Until 1993, Poggiolini was Chair of the key drug agency in the European medicines control system, the Committee on Proprietary Medicinal Products. The CPMP is, in the EU control system, the equivalent of the CSM, over here. Anyway, Poggiolini was also the top man in the Italian drug control system, until brought down in the Italian anti-corruption drive. He was charged with having salted away, over about 30 years, $180m dollars in bribes from pharmaceutical companies. Following his arrest, he and his wife were found to have seventeen bank accounts between them; their safe contained a variety of gifts, ranging from valuable paintings to gold coins.


4. Inadequate scrutiny, negligent of patient interests …?

Regulation entails checking that marketed drugs are of sufficient [a] quality, [b] efficacy and [c] safety. This basically means selective scrutiny of vast quantities of data generated by manufacturers, the results of tests and trials on relatively small and highly selected groups of patients, in some (qualitative and quantitative) respects quite unrepresentative of the patients prescribed those drugs in the real world. The scrutiny is mainly handled by MCA staff or, under the European system, by an assessor nominated by the company making the licence application.

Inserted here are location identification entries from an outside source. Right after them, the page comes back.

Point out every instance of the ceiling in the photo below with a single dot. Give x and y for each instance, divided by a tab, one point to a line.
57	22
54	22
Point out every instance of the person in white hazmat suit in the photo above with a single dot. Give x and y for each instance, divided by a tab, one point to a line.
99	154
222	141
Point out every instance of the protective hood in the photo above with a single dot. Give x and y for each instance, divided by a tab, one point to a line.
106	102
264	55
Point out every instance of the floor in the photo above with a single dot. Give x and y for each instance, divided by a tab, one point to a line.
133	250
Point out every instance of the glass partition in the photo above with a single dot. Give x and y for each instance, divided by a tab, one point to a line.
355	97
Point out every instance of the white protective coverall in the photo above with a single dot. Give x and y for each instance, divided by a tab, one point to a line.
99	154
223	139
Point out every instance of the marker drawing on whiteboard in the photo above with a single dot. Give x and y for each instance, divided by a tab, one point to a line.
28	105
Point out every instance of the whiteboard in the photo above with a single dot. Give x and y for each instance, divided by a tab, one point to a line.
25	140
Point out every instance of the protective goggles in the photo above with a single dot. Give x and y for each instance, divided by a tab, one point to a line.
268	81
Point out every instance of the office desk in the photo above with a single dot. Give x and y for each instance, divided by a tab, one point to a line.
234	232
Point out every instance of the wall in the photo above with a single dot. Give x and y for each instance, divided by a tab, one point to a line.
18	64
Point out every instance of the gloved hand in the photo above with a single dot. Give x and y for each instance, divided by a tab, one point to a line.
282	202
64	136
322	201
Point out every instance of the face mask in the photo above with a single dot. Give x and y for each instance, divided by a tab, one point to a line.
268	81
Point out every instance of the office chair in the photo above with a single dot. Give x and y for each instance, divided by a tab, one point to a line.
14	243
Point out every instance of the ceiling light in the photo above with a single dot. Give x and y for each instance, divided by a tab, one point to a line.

[a] Since inspection reports and recall notices are kept secret by law, I cannot confirm my impression that, as a rule, lack of drug quality (ie purity etc.) has not proved a serious problem. Though there have been exceptions, involving the manufacture/distribution of certain vaccines, I would guess the companies and the MCA between them do a good job and keep things on a fairly even keel.

[b] The system is geared to establishing whether medicines are "efficacious", when it should be trying to find out what medicines do and do not contribute to health. The word "efficacious" does not mean "effective"; it means that the drug does what it claims to do, and can be used and promoted for specified "indications". However, the claims made in the licensed indications may be so bland, yet so sweeping in their terms as to make "efficacy" mean almost everything and yet nothing. Prozac, for example, is licensed "for the symptoms of depression", which is to stop just short of saying that it is tough on stains but kind to your hands.

What patients and prescribers want to know is that a drug is effective in procuring health - but this is not something guaranteed, or even much addressed by the present system. Increasingly, for example, you will find licences granted when surrogate markers of effectiveness are used, which may prove to have little relevance to health. Some cholesterol-lowering and anti-arrhythmic drugs would be examples of this. Indeed, a product license in itself is a surrogate marker of health and, whatever is implied, gives no indication of therapeutic value for money at all.

[c] The fatal flaw in the part of the control system concerned with safety, is the preoccupation with "the safety of medicines" rather than the safety of the patients who take them. Equally, the CSM is fond of pointing to its track record "by examining the fate of all new licensed drugs", rather than the fate of patients. The evidence suggests that many do not fare well.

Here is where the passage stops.